Talk of Republican realism or Republican idealism in terms of foreign policy is meaningless at this point. Curiously, the few Republicans around who have a clear view of things stay strangely quiet or deep in the background out of a sense of misplaced loyalty. It's interesting to hear classical conservatives like William F. Buckley and George Will criticize Bush's policies but it's some of the former Republican heavyweights in the foreign policy field that need to acknowledge the disaster that Bush's foreign policy has become. Until the disaster is acknowledged, Republicans appear content to avoid the task of rebuilding our nation's foreign policy and leaving it to drift in the political winds.

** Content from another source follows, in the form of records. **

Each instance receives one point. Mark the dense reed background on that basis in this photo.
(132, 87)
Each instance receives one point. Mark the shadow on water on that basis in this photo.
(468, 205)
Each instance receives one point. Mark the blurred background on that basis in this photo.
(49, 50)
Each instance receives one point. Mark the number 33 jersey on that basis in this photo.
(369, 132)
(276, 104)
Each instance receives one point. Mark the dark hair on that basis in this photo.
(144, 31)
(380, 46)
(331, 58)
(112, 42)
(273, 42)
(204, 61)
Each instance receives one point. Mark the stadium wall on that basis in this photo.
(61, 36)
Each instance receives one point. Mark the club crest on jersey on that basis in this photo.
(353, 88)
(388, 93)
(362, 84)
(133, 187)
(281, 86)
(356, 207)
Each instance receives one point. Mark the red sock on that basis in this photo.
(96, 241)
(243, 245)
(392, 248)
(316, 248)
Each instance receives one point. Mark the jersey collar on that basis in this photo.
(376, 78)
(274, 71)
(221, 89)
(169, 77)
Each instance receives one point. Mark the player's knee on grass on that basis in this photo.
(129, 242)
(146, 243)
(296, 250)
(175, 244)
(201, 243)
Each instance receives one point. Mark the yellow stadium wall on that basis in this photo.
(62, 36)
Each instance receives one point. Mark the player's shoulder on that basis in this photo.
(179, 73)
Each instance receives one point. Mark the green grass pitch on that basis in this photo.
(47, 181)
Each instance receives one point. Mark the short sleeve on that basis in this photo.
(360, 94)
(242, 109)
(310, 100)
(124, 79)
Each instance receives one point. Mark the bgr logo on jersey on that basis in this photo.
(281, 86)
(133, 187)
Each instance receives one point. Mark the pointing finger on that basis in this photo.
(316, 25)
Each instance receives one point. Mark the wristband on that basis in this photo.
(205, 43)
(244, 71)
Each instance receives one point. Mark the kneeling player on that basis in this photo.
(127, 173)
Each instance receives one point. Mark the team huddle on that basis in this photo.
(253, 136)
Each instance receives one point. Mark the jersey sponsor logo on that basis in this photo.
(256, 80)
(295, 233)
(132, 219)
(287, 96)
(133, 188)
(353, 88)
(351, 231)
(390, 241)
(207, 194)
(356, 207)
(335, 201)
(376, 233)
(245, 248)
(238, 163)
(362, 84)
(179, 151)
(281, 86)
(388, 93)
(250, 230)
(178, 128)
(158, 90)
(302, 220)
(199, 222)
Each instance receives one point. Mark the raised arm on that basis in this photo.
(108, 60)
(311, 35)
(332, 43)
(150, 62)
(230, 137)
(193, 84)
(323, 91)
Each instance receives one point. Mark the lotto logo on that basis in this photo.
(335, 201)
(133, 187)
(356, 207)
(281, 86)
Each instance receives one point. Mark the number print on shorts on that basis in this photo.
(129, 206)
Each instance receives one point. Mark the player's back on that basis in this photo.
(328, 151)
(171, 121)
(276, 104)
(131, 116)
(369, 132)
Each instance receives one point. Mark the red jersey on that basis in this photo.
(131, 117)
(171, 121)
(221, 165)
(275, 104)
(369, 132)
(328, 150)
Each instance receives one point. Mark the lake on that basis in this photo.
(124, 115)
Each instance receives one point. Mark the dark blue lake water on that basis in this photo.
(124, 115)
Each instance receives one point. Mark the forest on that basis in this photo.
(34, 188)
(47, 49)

Anonymous S.W. Anderson said...

Very well said throughout. The straw man remark was dead on.

Republicans who know what they're doing — Brent Scowcroft and James Baker are likely prospects — were made aware early on in George W. Bush's first term that their services weren't needed and their input wasn't welcome. As in, Uh, don't call us, we'll call you.

It wouldn't do much good to call on Henry Kissinger, even if they were willing to, because the man has reached a point of complete unintelligibility.

Regarding Bill Kristol and Newt Gingrich, I entered the following comment at The Moderate Voice. If you'll permit me, I think it's equally appropriate for your post.

Kristol belongs in a quiet, restful place where access is limited, attendants keep the guests from harming themselves or anyone else, and medications are passed out several times a day to limit raving and violent outbursts.

As for Newt Gingrich, surely there's a community college somewhere that needs a garrulous knowitall to teach impressionable young people his own special take on history and government.